La reprise du procès ce lundi 23 janvier de la chaîne de télévision tunisienne Nessma est-elle un test pour la liberté d'expression en Tunisie? Nessma TV est jugé pour avoir diffusé en octobre dernier le film franco-iranien Persépolis dans lequel Dieu est représenté, ce qui est proscrit par l'Islam.

Nabil Karoui, directeur de la chaîne Nessma, est poursuivi pour «atteinte aux bonnes moeurs, atteinte aux valeurs du sacré et troubles à l'ordre public» dans cette affaire qui avait provoqué des violences en Tunisie à la suite de la diffusion du film.

«Ce procès n'aurait jamais dû avoir lieu. Mais ce sera un test pour la liberté d'expression et la démocratie en Tunisie» a-t-il indiqué à l'AFP.

L'affaire cristallise la peur pour certains de voir la victoire électorale des islamistes d'Ennahda remettre en question la liberté d'expression, indique Rue 89. Pour Nabil Karoui, qui dénonce une«manipulation des extrémistes»:

«Personne n'a vu ce film! Il a fait entre 1,5 et 2% d'audience! Et on veut nous faire croire que toute la Tunisie a été choquée».

Une menace de la liberté d'expression qu'Amnesty International et Reporters sans Frontières (RSF) prennent très au sérieux. Tandis qu'Amnesty International appelait samedi 21 janvier à l'arrêt des poursuites contre le patron de Nessma les qualifiant d'«affront à la liberté d'expression», Reporters sans Frontières déclarait dans un communiqué s'inquiéter de la détérioration de la liberté de la presse en Tunisie après l'agression, le 11 janvier dernier, d'un journaliste de Nessma.

«Le procès intenté contre la chaîne Nessma et son principal actionnaire, en octobre dernier, ainsi que l’agression de Soufiène Ben Hamida, journaliste de la chaîne, qui avait déjà vu sa voiture taguée du mot "mécréant", montrent que les journalistes et les médias tunisiens ont plus que jamais besoin que les autorités se placent en faveur de la liberté d’expression et du droit pour les journalistes à pouvoir faire leur travail sans être inquiétés.»
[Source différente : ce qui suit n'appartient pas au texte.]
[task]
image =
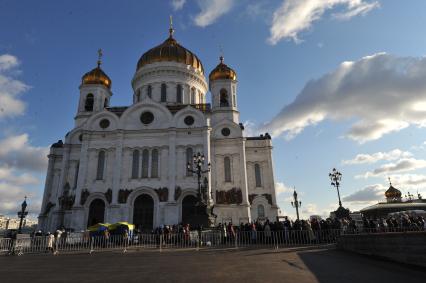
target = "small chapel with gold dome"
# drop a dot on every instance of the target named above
(130, 163)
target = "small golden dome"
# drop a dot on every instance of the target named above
(97, 76)
(170, 51)
(222, 72)
(393, 193)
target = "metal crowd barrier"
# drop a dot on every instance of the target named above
(83, 243)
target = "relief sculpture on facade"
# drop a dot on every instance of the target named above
(84, 195)
(233, 196)
(123, 195)
(163, 194)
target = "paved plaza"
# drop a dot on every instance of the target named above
(303, 265)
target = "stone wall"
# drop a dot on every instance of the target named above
(408, 247)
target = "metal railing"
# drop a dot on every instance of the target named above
(82, 243)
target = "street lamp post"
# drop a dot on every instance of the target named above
(336, 178)
(296, 204)
(22, 214)
(197, 168)
(204, 199)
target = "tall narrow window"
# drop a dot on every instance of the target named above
(135, 164)
(257, 175)
(101, 165)
(154, 163)
(224, 100)
(189, 154)
(260, 211)
(77, 168)
(193, 96)
(149, 91)
(227, 167)
(163, 93)
(88, 106)
(145, 163)
(179, 94)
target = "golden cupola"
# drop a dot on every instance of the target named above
(170, 51)
(97, 76)
(222, 72)
(392, 194)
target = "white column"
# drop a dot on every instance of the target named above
(118, 164)
(172, 164)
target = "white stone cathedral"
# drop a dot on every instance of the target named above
(130, 163)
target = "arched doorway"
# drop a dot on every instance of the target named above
(96, 212)
(191, 213)
(143, 212)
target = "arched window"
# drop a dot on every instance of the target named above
(163, 93)
(101, 165)
(189, 154)
(260, 211)
(135, 164)
(149, 91)
(179, 94)
(77, 168)
(88, 106)
(257, 175)
(154, 163)
(145, 163)
(138, 95)
(224, 100)
(193, 96)
(227, 167)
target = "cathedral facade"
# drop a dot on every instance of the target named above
(130, 163)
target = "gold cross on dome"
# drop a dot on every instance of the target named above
(99, 57)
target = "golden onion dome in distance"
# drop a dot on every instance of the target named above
(97, 76)
(170, 51)
(222, 72)
(393, 193)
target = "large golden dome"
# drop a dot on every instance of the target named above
(222, 72)
(170, 51)
(393, 193)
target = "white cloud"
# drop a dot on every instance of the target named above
(17, 152)
(10, 89)
(369, 194)
(402, 165)
(379, 93)
(294, 16)
(378, 156)
(211, 10)
(178, 4)
(281, 188)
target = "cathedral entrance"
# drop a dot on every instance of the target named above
(192, 214)
(96, 212)
(143, 212)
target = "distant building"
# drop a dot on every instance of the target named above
(394, 203)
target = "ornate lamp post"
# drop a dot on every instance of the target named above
(197, 168)
(22, 214)
(336, 178)
(296, 204)
(204, 199)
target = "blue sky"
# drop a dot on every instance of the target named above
(292, 82)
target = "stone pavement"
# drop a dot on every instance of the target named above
(285, 265)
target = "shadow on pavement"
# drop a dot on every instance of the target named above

Jean-François Julliard, secrétaire général de RSF a précisé:

«Reporters sans frontières s’inquiète du fait que la pression sur les journalistes et les médias se soit accentuée au cours des derniers mois. Elles ne sont pas sans nous rappeler les méthodes policières et sécuritaires répressives d’une époque que tout un chacun pensait révolue.»

En décembre dernier, deux hors séries des hebdomadaires français Le Nouvel Observateur etL'Express avaient été interdits en raison d'une représentation de Mahomet. RSF a indiqué que ces interdictions sont une atteinte à la liberté d'expression.

«Reporters sans frontières tient également à exprimer son inquiétude concernant les risques que la montée de l’extrémisme religieux fait courir sur la liberté de la presse en Tunisie.»

Pour protester contre sa comparution en justice, la chaîne Nessma a de son côté fermé l'accès à son site internet dimanche 22 janvier et a remplacé la page d’accueil par une image où l’on peut voir un slogan clamant la liberté de la chaîne. Le site Internet Tunisie Haut Débit explique que Nessma «appelle tout le monde à la soutenir contre un jugement qu’elle estime indigne d’une démocratie et constituant une grave atteinte à la liberté d’expression pour une démocratie naissante qu’est la Tunisie.»

L'audience n'a finalement duré que quelques minutes avant d'être suspendue en raison de la cohue et des altercations entre avocats, tandis qu'à l'extérieur du Tribunal, pro et anti Nessma s'étaient mobilisés dès 8H00 du matin. Le procès a été reporté au 19 avril.